More crop fields torched across Nineveh; Yezidi mayor blames ISIS

“In the past two days, Nineveh province has witnessed arson fires to thousands of dunams of agricultural [lands].”

ERBIL (Kurdistan 24) – With more fires engulfing farmlands in different areas across Nineveh province, a local official on Thursday said Islamic State insurgents were behind the incidents and called for action to prevent further losses to farmers’ income.

“In the past two days, Nineveh province has witnessed arson fires to thousands of dunams of agricultural [lands],” Mahma Khalil, the Mayor of the Yezidi-majority district of Sinjar (Shingal), said in a statement.

The Provincial Agricultural Department director, Doureed Hikmat, corroborated the mayor’s statement, where he also revealed the latest statistics on the area lost to fires and the number of incidents that had taken place in Nineveh.

“In 48 hours, 20 fires have spread through vast territories estimated at 20,000 dunams” throughout Nineveh province, Hikmat said in a statement on Thursday. The area is the equivalent of 5,000 acres.

Although similar fires have taken place throughout the country, landowners and locals from different parts have blamed a variety of culprits. The Islamic State has previously claimed responsibility for many of these incidents.

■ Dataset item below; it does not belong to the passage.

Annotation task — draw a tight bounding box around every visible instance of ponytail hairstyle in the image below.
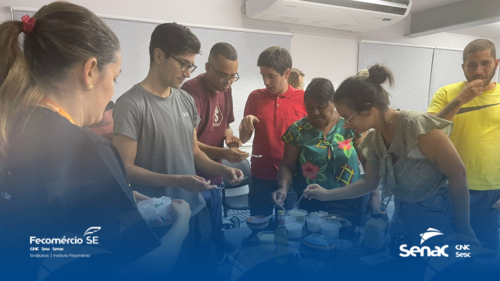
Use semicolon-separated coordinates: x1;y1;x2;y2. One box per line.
333;64;394;113
0;2;120;176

Mayor Khalil also laid the blame on Islamic State insurgents, which continue to remain active in the country over a year after their territorial collapse in Iraq. The group holds significant sway in areas with weak security, especially regions of disputed status, where the fires have been most prevalent, according to numbers the Iraqi Ministry of Agriculture published on Wednesday.

“It is undoubtedly [ISIS] that is behind these fires,” Kahlil said, adding that Iraq and the Kurdistan Regional Government (KRG) must make “a serious stand” to prevent more incidents from occurring and bring the culprits to justice.

The Yezidis are an ethnoreligious minority that was among the chief victims of the Islamic State’s onslaught when the group emerged in 2014.

In other disputed areas such as Kirkuk province, Kurdish farmers have suffered significant losses to the blazes. Some farmers also claim the fires are ethnically-motivated intimidation tactics to get them to vacate their areas.